Christopher came up between the seats to have a better look. “One day, it's a flu bug. The next, it's Armageddon.”
“I didn't dare hope out loud,” Inez admitted, sullenly. “But deep down, I was still hoping.”
“Too late,” Mason hushed.
“So, what do we do now?” Christopher asked. Then, he laid a finger on the side of his head as if he'd just had a revelation. “Hey Mace, I happen to know about this little strawberry farm in Pescadero─”
Sarah cut him off. “We still have to look,” she said, ending the debate before it could begin.
Alphas were already tearing across the fields and down the road, and out from suburban Hell. Mason let them come as he sank deep in thought.

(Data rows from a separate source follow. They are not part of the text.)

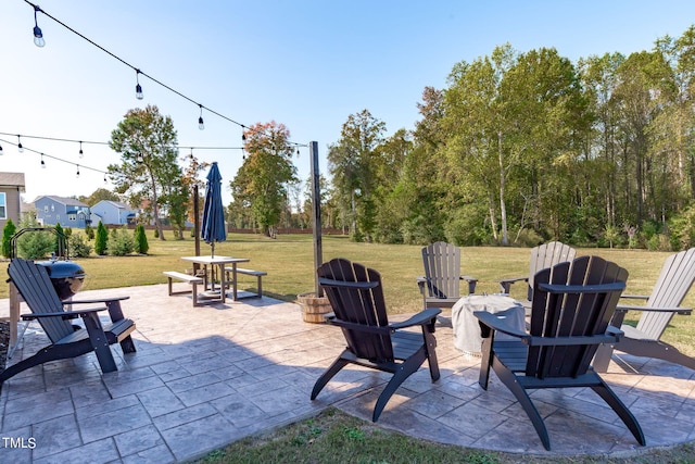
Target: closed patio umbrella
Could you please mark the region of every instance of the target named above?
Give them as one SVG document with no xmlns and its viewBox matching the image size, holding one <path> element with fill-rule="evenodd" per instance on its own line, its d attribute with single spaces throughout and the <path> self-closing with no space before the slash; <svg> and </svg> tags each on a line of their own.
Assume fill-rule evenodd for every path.
<svg viewBox="0 0 695 464">
<path fill-rule="evenodd" d="M 207 173 L 201 237 L 205 240 L 205 243 L 210 243 L 213 258 L 215 256 L 215 242 L 227 240 L 225 213 L 222 205 L 222 175 L 219 174 L 217 162 L 213 163 Z"/>
</svg>

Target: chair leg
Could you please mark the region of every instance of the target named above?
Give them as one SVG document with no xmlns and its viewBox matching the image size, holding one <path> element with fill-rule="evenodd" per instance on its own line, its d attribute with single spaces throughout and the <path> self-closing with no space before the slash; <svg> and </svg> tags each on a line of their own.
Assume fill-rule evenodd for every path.
<svg viewBox="0 0 695 464">
<path fill-rule="evenodd" d="M 101 371 L 103 373 L 118 371 L 116 362 L 113 359 L 113 353 L 111 352 L 111 347 L 109 347 L 109 340 L 106 339 L 97 313 L 83 314 L 81 317 L 83 321 L 85 321 L 85 327 L 89 334 L 89 340 L 94 349 L 94 354 L 97 354 Z"/>
<path fill-rule="evenodd" d="M 618 414 L 624 425 L 628 426 L 637 442 L 644 447 L 646 444 L 646 441 L 644 439 L 644 434 L 642 432 L 642 427 L 640 427 L 640 423 L 637 423 L 637 419 L 634 417 L 634 415 L 632 415 L 628 406 L 626 406 L 624 403 L 620 401 L 620 399 L 610 389 L 610 387 L 608 387 L 598 375 L 596 375 L 596 377 L 598 377 L 598 381 L 601 381 L 601 384 L 593 385 L 591 389 L 598 393 L 598 396 L 603 398 L 606 403 L 608 403 L 608 405 L 616 412 L 616 414 Z"/>
<path fill-rule="evenodd" d="M 488 383 L 490 381 L 490 367 L 492 367 L 492 337 L 485 337 L 482 339 L 481 359 L 480 359 L 480 374 L 478 376 L 478 384 L 483 390 L 488 389 Z"/>
<path fill-rule="evenodd" d="M 547 435 L 547 428 L 545 428 L 545 423 L 543 422 L 543 417 L 539 413 L 539 410 L 535 409 L 535 405 L 529 398 L 529 394 L 526 392 L 526 389 L 519 384 L 516 376 L 507 366 L 502 364 L 496 358 L 492 360 L 492 368 L 500 377 L 500 380 L 511 391 L 514 397 L 517 399 L 523 411 L 531 419 L 533 424 L 533 428 L 535 428 L 535 432 L 539 435 L 541 442 L 546 450 L 551 450 L 551 438 Z"/>
<path fill-rule="evenodd" d="M 439 361 L 437 360 L 437 338 L 434 334 L 428 330 L 427 327 L 422 327 L 425 335 L 425 350 L 427 354 L 427 363 L 430 366 L 430 377 L 432 381 L 439 380 L 441 374 L 439 372 Z"/>
<path fill-rule="evenodd" d="M 391 380 L 387 384 L 386 388 L 379 394 L 379 399 L 377 400 L 377 404 L 374 407 L 374 413 L 371 414 L 371 422 L 377 422 L 381 412 L 386 407 L 387 403 L 395 393 L 395 390 L 399 389 L 401 384 L 410 376 L 414 372 L 416 372 L 425 362 L 427 354 L 425 353 L 425 348 L 420 349 L 420 351 L 407 360 L 405 360 L 401 365 L 399 365 L 397 371 L 391 377 Z"/>
<path fill-rule="evenodd" d="M 345 353 L 345 351 L 343 351 L 343 353 Z M 321 374 L 318 380 L 316 380 L 316 384 L 314 384 L 314 389 L 312 389 L 312 401 L 315 400 L 316 397 L 318 397 L 318 393 L 320 393 L 324 387 L 326 387 L 326 384 L 328 384 L 328 381 L 346 365 L 348 361 L 343 359 L 342 354 L 340 355 L 340 358 L 333 361 L 330 367 L 328 367 L 326 372 Z"/>
</svg>

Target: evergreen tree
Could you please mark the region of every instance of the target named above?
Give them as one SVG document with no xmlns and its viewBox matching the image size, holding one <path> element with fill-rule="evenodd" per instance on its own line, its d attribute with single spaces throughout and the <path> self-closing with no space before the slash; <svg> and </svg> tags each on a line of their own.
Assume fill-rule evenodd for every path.
<svg viewBox="0 0 695 464">
<path fill-rule="evenodd" d="M 135 251 L 140 254 L 148 254 L 150 244 L 148 243 L 148 237 L 144 234 L 144 226 L 138 224 L 135 228 Z"/>
<path fill-rule="evenodd" d="M 12 222 L 12 220 L 8 220 L 8 222 L 4 224 L 4 228 L 2 229 L 2 255 L 4 258 L 11 258 L 12 256 L 12 236 L 15 234 L 16 231 L 16 226 L 14 225 L 14 223 Z"/>
<path fill-rule="evenodd" d="M 97 226 L 97 240 L 94 241 L 94 253 L 103 256 L 106 254 L 106 248 L 109 247 L 109 230 L 99 221 L 99 225 Z"/>
<path fill-rule="evenodd" d="M 67 250 L 61 246 L 61 241 L 63 241 L 63 246 L 67 246 L 63 226 L 61 226 L 61 223 L 55 223 L 55 244 L 53 244 L 53 253 L 55 253 L 56 256 L 61 255 L 61 251 L 63 254 L 67 252 Z"/>
</svg>

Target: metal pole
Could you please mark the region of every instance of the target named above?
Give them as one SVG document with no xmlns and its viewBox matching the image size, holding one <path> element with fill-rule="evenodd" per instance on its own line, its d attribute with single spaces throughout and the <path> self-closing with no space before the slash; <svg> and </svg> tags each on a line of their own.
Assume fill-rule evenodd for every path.
<svg viewBox="0 0 695 464">
<path fill-rule="evenodd" d="M 312 225 L 314 226 L 314 288 L 317 297 L 324 296 L 321 286 L 318 285 L 318 275 L 316 269 L 323 264 L 321 248 L 321 190 L 318 183 L 318 142 L 312 141 L 308 146 L 309 156 L 312 159 Z"/>
</svg>

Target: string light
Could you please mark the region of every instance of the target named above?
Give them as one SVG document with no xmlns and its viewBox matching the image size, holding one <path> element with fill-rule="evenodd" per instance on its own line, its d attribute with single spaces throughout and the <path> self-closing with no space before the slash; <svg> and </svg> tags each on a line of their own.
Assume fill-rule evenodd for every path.
<svg viewBox="0 0 695 464">
<path fill-rule="evenodd" d="M 142 95 L 142 87 L 140 87 L 140 70 L 135 70 L 135 98 L 138 100 L 142 100 L 144 96 Z"/>
<path fill-rule="evenodd" d="M 2 134 L 2 133 L 0 133 L 0 134 Z M 25 136 L 25 137 L 29 137 L 29 136 Z M 13 142 L 11 142 L 11 141 L 9 141 L 9 140 L 4 140 L 4 139 L 0 139 L 0 141 L 1 141 L 1 142 L 4 142 L 4 143 L 9 143 L 9 145 L 15 145 L 15 143 L 13 143 Z M 77 173 L 79 173 L 79 170 L 80 170 L 80 167 L 81 167 L 81 168 L 84 168 L 84 170 L 89 170 L 89 171 L 93 171 L 93 172 L 97 172 L 97 173 L 104 174 L 104 177 L 105 177 L 105 175 L 108 174 L 108 173 L 106 173 L 106 171 L 98 170 L 98 168 L 96 168 L 96 167 L 90 167 L 90 166 L 85 166 L 85 165 L 75 164 L 75 163 L 73 163 L 73 162 L 71 162 L 71 161 L 66 161 L 66 160 L 63 160 L 63 159 L 58 158 L 58 156 L 52 156 L 52 155 L 50 155 L 50 154 L 48 154 L 48 153 L 43 153 L 43 152 L 39 152 L 39 151 L 37 151 L 37 150 L 33 150 L 33 149 L 31 149 L 31 148 L 29 148 L 29 147 L 26 147 L 26 148 L 25 148 L 25 150 L 26 150 L 26 151 L 30 151 L 30 152 L 36 153 L 36 154 L 39 154 L 39 155 L 41 156 L 41 161 L 42 161 L 42 163 L 43 163 L 43 164 L 41 164 L 41 166 L 42 166 L 42 167 L 43 167 L 43 165 L 46 164 L 46 160 L 45 160 L 45 159 L 46 159 L 46 158 L 50 158 L 50 159 L 52 159 L 52 160 L 60 161 L 61 163 L 66 163 L 66 164 L 72 164 L 73 166 L 77 166 Z M 0 153 L 1 153 L 1 152 L 0 152 Z"/>
<path fill-rule="evenodd" d="M 99 43 L 94 42 L 93 40 L 89 39 L 88 37 L 84 36 L 83 34 L 78 33 L 77 30 L 73 29 L 72 27 L 70 27 L 67 24 L 61 22 L 60 20 L 58 20 L 56 17 L 53 17 L 52 15 L 50 15 L 49 13 L 47 13 L 46 11 L 41 10 L 38 5 L 35 5 L 34 3 L 29 2 L 28 0 L 24 0 L 26 3 L 30 4 L 31 7 L 34 7 L 35 9 L 35 17 L 36 17 L 36 12 L 40 11 L 41 13 L 43 13 L 45 16 L 47 16 L 50 20 L 53 20 L 54 22 L 56 22 L 58 24 L 60 24 L 61 26 L 65 27 L 67 30 L 70 30 L 71 33 L 75 34 L 76 36 L 78 36 L 79 38 L 88 41 L 89 43 L 91 43 L 92 46 L 97 47 L 99 50 L 103 51 L 104 53 L 109 54 L 110 57 L 118 60 L 121 63 L 125 64 L 126 66 L 130 67 L 131 70 L 134 70 L 136 72 L 136 98 L 141 99 L 141 95 L 142 95 L 142 87 L 140 86 L 139 83 L 139 75 L 142 74 L 143 76 L 148 77 L 150 80 L 154 81 L 155 84 L 159 84 L 160 86 L 164 87 L 165 89 L 169 90 L 173 93 L 176 93 L 177 96 L 181 97 L 185 100 L 188 100 L 191 103 L 198 104 L 201 109 L 201 115 L 198 118 L 198 123 L 199 123 L 199 128 L 203 129 L 204 125 L 202 123 L 203 117 L 202 117 L 202 109 L 203 105 L 199 102 L 197 102 L 195 100 L 193 100 L 192 98 L 184 95 L 182 92 L 174 89 L 173 87 L 167 86 L 166 84 L 162 83 L 161 80 L 150 76 L 149 74 L 140 71 L 138 67 L 134 66 L 132 64 L 128 63 L 127 61 L 125 61 L 124 59 L 122 59 L 121 57 L 116 55 L 115 53 L 106 50 L 105 48 L 103 48 L 102 46 L 100 46 Z M 40 34 L 40 29 L 38 28 L 38 24 L 35 27 L 35 39 L 36 39 L 36 33 Z M 42 40 L 42 34 L 41 35 L 41 40 Z M 248 127 L 244 126 L 243 124 L 241 124 L 238 121 L 232 120 L 231 117 L 228 117 L 217 111 L 211 110 L 210 108 L 205 108 L 205 110 L 207 110 L 210 113 L 213 113 L 214 115 L 222 117 L 223 120 L 226 120 L 232 124 L 236 124 L 237 126 L 240 126 L 241 128 L 247 129 Z M 292 143 L 292 142 L 291 142 Z M 293 143 L 292 143 L 293 145 Z"/>
<path fill-rule="evenodd" d="M 198 117 L 198 128 L 203 130 L 205 128 L 205 123 L 203 123 L 203 105 L 199 104 L 200 106 L 200 116 Z"/>
<path fill-rule="evenodd" d="M 34 7 L 34 45 L 37 47 L 43 47 L 46 45 L 46 40 L 43 40 L 43 33 L 41 33 L 41 28 L 39 27 L 39 23 L 36 18 L 36 13 L 38 13 L 39 11 L 42 13 L 42 11 L 38 4 L 35 4 L 33 7 Z"/>
</svg>

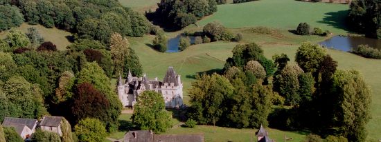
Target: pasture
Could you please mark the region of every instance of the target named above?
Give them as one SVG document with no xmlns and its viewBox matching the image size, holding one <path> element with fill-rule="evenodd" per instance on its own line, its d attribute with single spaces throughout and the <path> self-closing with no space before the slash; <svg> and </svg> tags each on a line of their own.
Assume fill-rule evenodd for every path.
<svg viewBox="0 0 381 142">
<path fill-rule="evenodd" d="M 261 0 L 218 6 L 214 14 L 197 22 L 204 26 L 220 21 L 228 28 L 266 26 L 296 29 L 301 22 L 337 34 L 347 33 L 344 26 L 348 5 L 309 3 L 295 0 Z"/>
<path fill-rule="evenodd" d="M 28 32 L 28 28 L 30 27 L 36 28 L 41 35 L 45 39 L 45 41 L 51 41 L 53 44 L 55 44 L 57 50 L 66 50 L 66 47 L 71 43 L 68 38 L 71 38 L 73 36 L 71 33 L 55 28 L 46 28 L 41 25 L 28 25 L 24 23 L 17 28 L 17 29 L 26 33 Z M 8 31 L 0 32 L 0 39 L 5 38 L 8 33 Z"/>
</svg>

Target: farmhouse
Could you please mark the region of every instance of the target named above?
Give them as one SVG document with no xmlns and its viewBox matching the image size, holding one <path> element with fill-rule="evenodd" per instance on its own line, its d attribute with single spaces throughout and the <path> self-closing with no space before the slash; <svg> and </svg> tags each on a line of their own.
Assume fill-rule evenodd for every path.
<svg viewBox="0 0 381 142">
<path fill-rule="evenodd" d="M 61 131 L 62 121 L 62 116 L 46 116 L 39 123 L 39 127 L 44 131 L 55 132 L 61 136 L 62 136 L 62 132 Z"/>
<path fill-rule="evenodd" d="M 179 108 L 183 105 L 183 84 L 180 77 L 173 67 L 168 68 L 163 81 L 158 81 L 157 77 L 149 80 L 145 74 L 140 78 L 132 77 L 128 71 L 125 82 L 119 77 L 118 97 L 124 107 L 132 107 L 139 94 L 153 90 L 163 94 L 166 108 Z"/>
<path fill-rule="evenodd" d="M 6 117 L 2 125 L 4 127 L 15 128 L 16 132 L 25 139 L 35 132 L 37 123 L 37 120 L 33 119 Z"/>
<path fill-rule="evenodd" d="M 203 142 L 202 134 L 154 134 L 152 131 L 130 131 L 125 134 L 124 142 Z"/>
</svg>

The math was simple. If he had been in Becks' father's shoes in those first few days of bedlam, he would have taken one look at this place and given it a wide berth. Too many buildings. Too many people. Too few ways in and out. An emergency shelter after an earthquake, fine. But not now. No way. Not unless the army had already taken over the place with all their little tanks in a row. But, figuring out the kind of math that went on inside someone else's head wasn't always easy. So, he put himself to the task of answering a decidedly difficult question. Just what the hell would his ex-future-father-in-law have done?